As poets, our minds reel and give us images. I just kept thinking, What would it be like to be a child who goes off to school or loses your homework, or something so pedestrian? And then your whole house disappears before you can even get home.

Before I Was A Gazan
by Naomi Shihab Nye

I was a boy
and my homework was missing,
paper with numbers on it,
stacked and lined,
I was looking for my piece of paper,
proud of this plus that, then multiplied,
not remembering if I had left it
on the table after showing to my uncle
or the shelf after combing my hair
but it was still somewhere
and I was going to find it and turn it in,
make my teacher happy,
make her say my name to the whole class,
before everything got subtracted
in a minute
even my uncle
even my teacher
even the best math student and his baby sister
who couldn’t talk yet.
And now I would do anything
for a problem I could solve.

Earlier, you called going to Palestine a “deep experience,” and I noticed in some of your poems, there are these classical symbols and themes about Palestine, like olive trees and figs. How does being Palestinian-American influence your writing?

Oh, that’s so beautiful. It’s just everywhere—it’s my texture; it’s my material; it’s my body of knowledge; it’s my dream field. 

I think we all pull from the world right around us. Palestine, for me, was like the soul place. My father never wanted to stay gone from it long. He always dreamed of going back. He wanted to be on his own land. He wanted to treasure and be in that community that he loved so much. He wanted to die there. 

For me, as a writer, just to have this fabric, this gorgeous fabric like the Palestinian tatreez [traditional Palestinian embroidery], the stitchery, the tiny threads of color traveling through my whole life has been the most important thing to me. 

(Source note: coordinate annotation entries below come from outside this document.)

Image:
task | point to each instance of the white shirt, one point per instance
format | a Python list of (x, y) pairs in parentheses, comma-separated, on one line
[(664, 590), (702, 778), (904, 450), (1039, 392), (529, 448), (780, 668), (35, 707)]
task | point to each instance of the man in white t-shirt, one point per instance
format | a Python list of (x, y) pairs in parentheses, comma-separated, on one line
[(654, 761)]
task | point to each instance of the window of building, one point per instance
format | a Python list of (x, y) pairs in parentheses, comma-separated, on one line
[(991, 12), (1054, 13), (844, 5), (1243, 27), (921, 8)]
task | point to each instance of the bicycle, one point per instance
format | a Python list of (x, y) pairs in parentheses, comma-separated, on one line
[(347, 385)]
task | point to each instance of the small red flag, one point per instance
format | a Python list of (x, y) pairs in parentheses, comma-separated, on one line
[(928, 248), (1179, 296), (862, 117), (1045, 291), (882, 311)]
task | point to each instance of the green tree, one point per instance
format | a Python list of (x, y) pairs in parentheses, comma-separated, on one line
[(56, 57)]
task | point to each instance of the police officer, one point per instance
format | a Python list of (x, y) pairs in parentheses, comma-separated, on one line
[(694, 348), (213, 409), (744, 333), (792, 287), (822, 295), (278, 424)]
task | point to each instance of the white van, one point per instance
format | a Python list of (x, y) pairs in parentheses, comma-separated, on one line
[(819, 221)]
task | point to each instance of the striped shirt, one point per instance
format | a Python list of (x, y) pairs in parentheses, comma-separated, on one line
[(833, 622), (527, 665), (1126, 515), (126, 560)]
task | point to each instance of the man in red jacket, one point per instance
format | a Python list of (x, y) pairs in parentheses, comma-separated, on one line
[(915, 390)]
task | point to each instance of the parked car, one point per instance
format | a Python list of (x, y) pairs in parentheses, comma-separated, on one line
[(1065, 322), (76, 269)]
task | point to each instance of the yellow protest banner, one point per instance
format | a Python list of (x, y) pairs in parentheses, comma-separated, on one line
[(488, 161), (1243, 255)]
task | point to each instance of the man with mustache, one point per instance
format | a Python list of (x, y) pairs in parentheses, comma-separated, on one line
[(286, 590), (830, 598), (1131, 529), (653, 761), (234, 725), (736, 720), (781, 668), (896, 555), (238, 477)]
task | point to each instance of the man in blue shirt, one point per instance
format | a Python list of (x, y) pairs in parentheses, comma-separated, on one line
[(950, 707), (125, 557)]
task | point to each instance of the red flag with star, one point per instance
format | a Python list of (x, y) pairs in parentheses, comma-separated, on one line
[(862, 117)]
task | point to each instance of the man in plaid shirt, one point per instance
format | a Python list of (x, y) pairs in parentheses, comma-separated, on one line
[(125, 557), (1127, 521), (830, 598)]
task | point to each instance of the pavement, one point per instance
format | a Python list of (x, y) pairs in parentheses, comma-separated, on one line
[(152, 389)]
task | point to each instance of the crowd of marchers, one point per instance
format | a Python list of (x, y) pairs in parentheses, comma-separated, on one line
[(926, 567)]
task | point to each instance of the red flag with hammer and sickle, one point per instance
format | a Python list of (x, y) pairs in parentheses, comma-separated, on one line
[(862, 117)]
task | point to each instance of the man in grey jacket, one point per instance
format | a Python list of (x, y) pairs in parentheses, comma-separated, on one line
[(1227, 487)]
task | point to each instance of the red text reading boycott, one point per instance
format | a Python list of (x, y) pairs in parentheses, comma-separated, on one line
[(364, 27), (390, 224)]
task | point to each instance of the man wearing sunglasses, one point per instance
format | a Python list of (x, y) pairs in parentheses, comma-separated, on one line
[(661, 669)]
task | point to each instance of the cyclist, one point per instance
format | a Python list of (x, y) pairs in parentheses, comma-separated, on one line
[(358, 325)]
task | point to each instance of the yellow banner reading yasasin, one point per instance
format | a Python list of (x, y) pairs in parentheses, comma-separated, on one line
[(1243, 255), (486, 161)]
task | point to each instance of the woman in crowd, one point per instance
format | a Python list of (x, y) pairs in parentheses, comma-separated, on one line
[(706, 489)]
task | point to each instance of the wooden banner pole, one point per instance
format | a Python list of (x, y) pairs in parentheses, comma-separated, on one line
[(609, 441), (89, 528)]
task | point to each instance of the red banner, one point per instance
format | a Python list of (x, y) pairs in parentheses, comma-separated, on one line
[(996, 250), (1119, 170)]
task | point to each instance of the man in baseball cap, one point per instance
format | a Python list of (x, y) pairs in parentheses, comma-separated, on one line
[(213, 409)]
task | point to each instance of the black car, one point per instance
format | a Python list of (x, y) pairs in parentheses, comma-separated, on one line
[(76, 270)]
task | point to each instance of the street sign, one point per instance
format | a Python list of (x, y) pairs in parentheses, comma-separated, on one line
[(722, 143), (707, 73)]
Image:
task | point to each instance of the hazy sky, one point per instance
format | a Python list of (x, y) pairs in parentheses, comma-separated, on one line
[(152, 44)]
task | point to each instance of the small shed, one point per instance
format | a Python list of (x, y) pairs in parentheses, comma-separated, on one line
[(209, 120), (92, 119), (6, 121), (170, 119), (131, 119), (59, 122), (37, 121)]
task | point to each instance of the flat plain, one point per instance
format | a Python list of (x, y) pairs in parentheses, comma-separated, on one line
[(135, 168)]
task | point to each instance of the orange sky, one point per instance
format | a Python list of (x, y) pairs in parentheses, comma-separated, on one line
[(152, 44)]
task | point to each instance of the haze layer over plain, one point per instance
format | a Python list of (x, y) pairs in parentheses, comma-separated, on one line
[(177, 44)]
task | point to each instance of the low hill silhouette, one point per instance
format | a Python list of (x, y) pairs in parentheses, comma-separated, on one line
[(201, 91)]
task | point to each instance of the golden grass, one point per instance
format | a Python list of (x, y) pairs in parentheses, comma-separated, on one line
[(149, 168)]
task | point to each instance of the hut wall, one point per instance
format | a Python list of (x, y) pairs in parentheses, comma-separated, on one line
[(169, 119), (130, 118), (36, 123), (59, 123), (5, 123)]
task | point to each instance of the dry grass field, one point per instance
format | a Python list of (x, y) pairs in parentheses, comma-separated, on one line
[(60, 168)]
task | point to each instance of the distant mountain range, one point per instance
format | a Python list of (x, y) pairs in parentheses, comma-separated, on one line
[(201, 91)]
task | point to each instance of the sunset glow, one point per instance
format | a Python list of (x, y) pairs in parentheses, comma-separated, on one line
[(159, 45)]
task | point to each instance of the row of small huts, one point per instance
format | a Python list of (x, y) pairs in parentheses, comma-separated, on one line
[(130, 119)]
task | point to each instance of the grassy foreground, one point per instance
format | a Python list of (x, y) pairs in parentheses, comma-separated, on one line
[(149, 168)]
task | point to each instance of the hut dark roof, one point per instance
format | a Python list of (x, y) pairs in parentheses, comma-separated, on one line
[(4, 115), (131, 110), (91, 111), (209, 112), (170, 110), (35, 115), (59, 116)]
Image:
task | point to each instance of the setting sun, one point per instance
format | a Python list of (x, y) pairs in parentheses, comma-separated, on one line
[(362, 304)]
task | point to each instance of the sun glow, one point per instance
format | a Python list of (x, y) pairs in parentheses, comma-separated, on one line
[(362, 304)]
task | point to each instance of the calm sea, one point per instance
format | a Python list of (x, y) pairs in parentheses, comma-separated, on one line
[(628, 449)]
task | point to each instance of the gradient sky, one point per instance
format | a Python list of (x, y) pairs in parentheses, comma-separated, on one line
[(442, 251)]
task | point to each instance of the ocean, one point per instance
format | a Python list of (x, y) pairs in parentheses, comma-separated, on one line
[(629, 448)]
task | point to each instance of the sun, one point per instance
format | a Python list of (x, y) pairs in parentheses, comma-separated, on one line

Palestine has been for so many people an unresolved dream of gravity and beauty. It’s people from Brooklyn who currently have my father’s old home in Jerusalem or did the last time I was there. There’s that sense of unresolvedness when people are haunted by something that’s not right.

Palestinians are all haunted. We’re haunted by what used to be, what could have been, what we dream could be, what we would prefer for all the people who are living there right in the heart of it—and have everything at stake. Everything.

This interview has been edited for length and clarity.